What To Do When Boards and Property Managers Abuse A Law Allowing Decisions By Consent Without A Meeting
It is CCOC’s hope that this article will answer questions you may have regarding the ability of a board of directors to vote without conducting a board meeting .
Effective October 1, 2015, Section 47-250 (b)(9) of the Common Interest Ownership Act was amended to allow executive boards to act by not less than two-thirds consent of all executive board members. Prior law required unanimous consent if the board did not meet.
The intent of this change was to assist executive board members to carry out their duties and subsequently meet the burden of time sensitive issues that require immediate action by an executive board benefiting either the common interest community or a specific unit owner.
Reasons offered in support of this change included:
- Some board members never vote by email, even if they are away on vacation or an even longer absence, and thus the board could not get unanimous consents until the board member returned.
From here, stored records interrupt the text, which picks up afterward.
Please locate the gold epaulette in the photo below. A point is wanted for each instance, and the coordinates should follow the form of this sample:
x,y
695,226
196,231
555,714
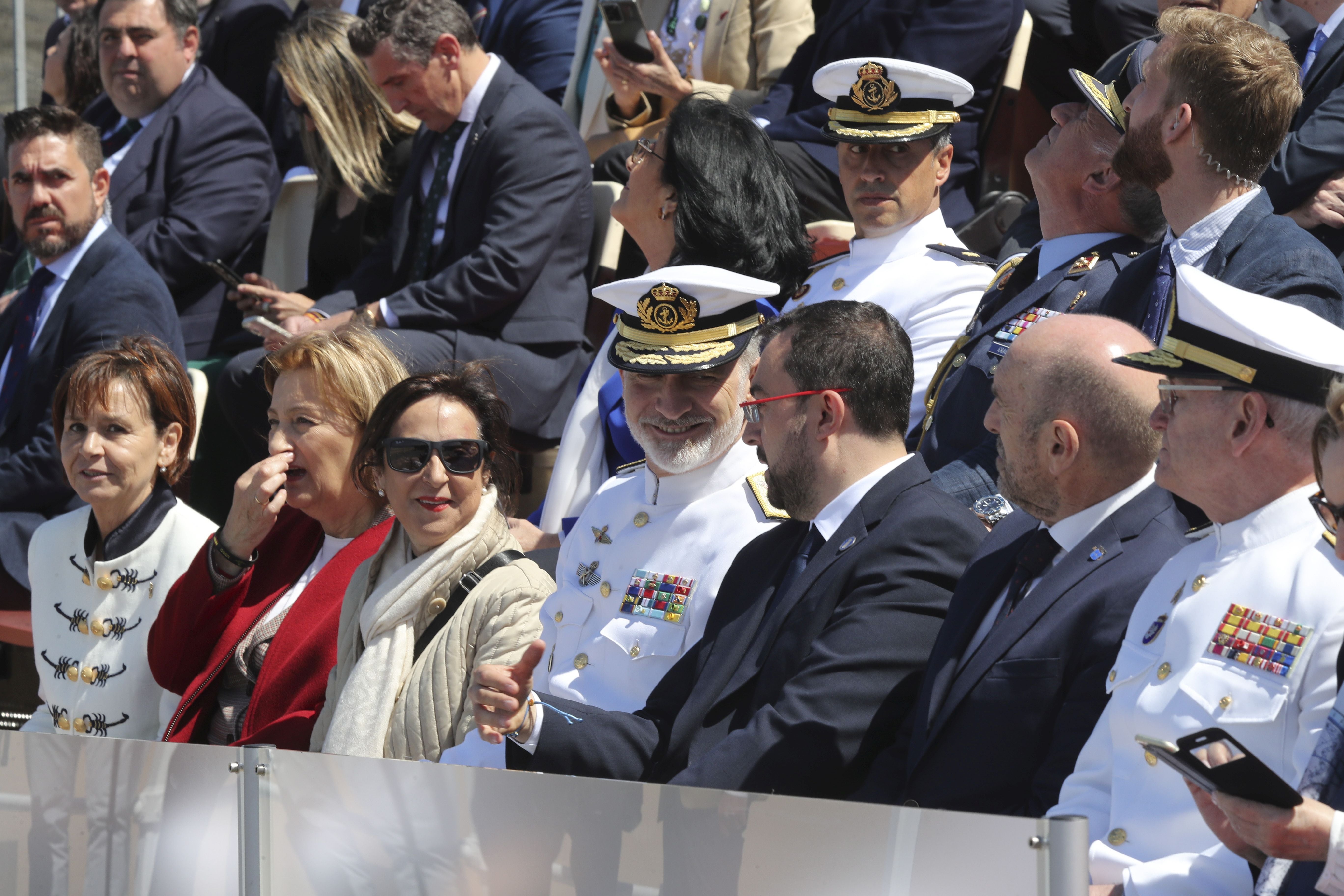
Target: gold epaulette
x,y
761,492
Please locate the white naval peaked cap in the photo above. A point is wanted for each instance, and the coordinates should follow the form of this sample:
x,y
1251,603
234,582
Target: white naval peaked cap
x,y
881,100
685,318
1221,332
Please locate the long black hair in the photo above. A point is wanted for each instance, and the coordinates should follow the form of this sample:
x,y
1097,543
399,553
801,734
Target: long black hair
x,y
736,208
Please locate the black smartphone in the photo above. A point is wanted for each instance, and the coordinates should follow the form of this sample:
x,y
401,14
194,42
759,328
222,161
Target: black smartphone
x,y
224,272
628,31
1214,761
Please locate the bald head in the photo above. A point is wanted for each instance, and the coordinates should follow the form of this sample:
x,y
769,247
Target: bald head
x,y
1073,426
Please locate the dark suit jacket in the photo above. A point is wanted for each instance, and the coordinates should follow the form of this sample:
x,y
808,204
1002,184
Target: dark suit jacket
x,y
791,698
1261,253
968,38
957,434
238,45
1314,150
1015,718
197,186
111,294
535,37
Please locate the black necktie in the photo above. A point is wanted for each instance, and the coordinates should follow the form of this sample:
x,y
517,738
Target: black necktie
x,y
23,330
120,138
1033,561
1159,299
437,187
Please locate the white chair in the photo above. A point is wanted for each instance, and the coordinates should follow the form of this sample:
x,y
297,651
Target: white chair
x,y
199,390
285,261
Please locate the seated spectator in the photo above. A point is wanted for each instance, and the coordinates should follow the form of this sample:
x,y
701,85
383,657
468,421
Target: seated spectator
x,y
1295,848
448,590
1037,620
89,289
1236,443
1304,179
904,256
238,45
492,226
265,593
725,50
967,38
710,190
193,174
70,70
535,37
1094,225
127,418
355,144
1216,103
845,600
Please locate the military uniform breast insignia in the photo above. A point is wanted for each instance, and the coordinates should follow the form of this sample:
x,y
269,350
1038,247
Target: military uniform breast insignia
x,y
1017,327
588,574
658,596
1260,640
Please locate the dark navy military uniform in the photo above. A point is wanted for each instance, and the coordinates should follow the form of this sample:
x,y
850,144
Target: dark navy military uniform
x,y
953,438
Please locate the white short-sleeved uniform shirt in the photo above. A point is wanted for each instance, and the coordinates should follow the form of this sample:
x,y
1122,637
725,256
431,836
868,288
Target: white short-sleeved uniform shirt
x,y
1240,632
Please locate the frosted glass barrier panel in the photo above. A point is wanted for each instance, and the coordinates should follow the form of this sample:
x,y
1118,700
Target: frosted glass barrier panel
x,y
100,816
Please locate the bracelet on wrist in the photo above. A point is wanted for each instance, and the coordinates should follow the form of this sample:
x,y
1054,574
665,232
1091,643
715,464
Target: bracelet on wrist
x,y
242,563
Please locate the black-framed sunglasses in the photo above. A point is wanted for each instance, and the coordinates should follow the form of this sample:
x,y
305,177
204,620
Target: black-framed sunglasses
x,y
459,456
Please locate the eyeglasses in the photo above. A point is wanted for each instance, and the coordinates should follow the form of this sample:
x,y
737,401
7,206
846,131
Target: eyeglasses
x,y
643,147
1167,401
752,410
459,456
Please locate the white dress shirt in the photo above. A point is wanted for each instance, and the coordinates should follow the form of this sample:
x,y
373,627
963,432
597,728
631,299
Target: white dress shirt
x,y
61,271
1068,534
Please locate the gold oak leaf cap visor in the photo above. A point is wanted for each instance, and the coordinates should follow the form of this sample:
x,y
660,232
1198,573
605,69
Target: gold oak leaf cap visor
x,y
889,101
685,318
1219,332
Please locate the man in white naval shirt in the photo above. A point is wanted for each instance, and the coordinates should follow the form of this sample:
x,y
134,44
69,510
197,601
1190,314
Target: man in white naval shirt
x,y
1240,630
893,123
639,573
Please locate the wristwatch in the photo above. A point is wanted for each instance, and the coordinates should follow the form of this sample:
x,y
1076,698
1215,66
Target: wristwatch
x,y
991,510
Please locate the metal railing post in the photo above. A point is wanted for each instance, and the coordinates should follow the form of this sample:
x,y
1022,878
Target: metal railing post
x,y
254,820
21,57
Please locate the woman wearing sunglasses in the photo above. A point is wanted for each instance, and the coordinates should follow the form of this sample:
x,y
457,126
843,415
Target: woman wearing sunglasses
x,y
448,590
249,632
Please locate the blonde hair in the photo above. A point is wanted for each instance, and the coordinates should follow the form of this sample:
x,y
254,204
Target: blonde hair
x,y
354,120
354,369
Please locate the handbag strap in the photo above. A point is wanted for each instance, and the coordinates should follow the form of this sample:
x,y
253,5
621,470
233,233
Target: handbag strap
x,y
459,596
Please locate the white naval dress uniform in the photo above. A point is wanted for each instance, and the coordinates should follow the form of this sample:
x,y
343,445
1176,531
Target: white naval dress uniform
x,y
1189,663
93,627
931,294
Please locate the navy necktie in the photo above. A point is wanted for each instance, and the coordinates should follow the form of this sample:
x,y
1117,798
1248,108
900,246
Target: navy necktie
x,y
28,312
1159,299
429,217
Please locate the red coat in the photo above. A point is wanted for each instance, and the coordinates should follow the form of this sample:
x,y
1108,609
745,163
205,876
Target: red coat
x,y
197,632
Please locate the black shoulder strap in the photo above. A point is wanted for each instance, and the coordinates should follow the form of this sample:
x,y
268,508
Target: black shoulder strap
x,y
459,596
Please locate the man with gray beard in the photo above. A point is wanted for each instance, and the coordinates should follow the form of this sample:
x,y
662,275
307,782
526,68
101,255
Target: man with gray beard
x,y
91,288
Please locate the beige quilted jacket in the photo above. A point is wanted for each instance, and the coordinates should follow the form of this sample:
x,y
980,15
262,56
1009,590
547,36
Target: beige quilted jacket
x,y
494,625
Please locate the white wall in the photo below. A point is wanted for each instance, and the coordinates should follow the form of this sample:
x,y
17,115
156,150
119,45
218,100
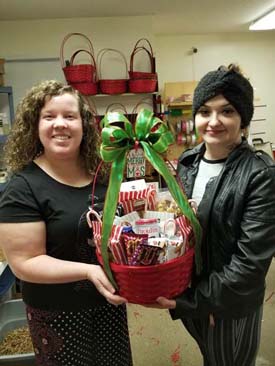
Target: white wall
x,y
254,52
43,38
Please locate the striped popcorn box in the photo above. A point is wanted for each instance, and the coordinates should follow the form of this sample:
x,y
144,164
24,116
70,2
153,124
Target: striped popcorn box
x,y
137,196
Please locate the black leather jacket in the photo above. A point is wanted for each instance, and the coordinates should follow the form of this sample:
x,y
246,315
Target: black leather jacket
x,y
237,214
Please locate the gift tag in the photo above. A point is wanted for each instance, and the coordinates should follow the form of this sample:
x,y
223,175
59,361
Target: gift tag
x,y
135,164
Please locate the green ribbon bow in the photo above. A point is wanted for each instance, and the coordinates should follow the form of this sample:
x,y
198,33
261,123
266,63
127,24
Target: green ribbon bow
x,y
153,136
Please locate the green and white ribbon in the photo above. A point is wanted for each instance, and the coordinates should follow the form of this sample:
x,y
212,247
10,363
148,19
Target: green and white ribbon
x,y
119,136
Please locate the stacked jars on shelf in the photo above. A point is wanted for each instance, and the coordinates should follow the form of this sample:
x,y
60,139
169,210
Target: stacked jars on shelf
x,y
182,125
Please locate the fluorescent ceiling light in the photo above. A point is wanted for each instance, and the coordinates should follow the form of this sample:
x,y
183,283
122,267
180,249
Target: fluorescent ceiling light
x,y
266,22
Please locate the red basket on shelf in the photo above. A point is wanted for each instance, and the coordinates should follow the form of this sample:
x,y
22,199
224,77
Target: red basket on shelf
x,y
77,73
111,86
144,284
85,87
142,81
- Calling special executive board meeting imposes undue costs to the association for copies and postage
- A special meeting may be outside of a management contract thereby incurring an additional cost for a manager’s time.
However, the law remains clear that the unanimous consent must be documented in a record authenticated by executive board members noting the consent or non-consent of each executive board member. The law continues to require that the board secretary promptly give notice to all unit owners of any action taken by consent .
While the intent of this change was to benefit the board as well as unit owners, unfortunately many unit owners are being harmed because some boards and property managers are not complying with the law’s requirements concerning documentation and notice to unit owners.
For example, in one condominium, unit owners were not notified of actions the board took without conducting a board meeting. Instead the property manager stated that a record of the vote was kept in the manager’s office. In order to learn about the board’s actions and to learn how board members voted, unit owners are required to request this record and pay for copies and administrative time. Instead of automatically getting notice of board actions the burden falls on the unit owner to request it and to pay for it, which is contrary the letter and spirit of the law.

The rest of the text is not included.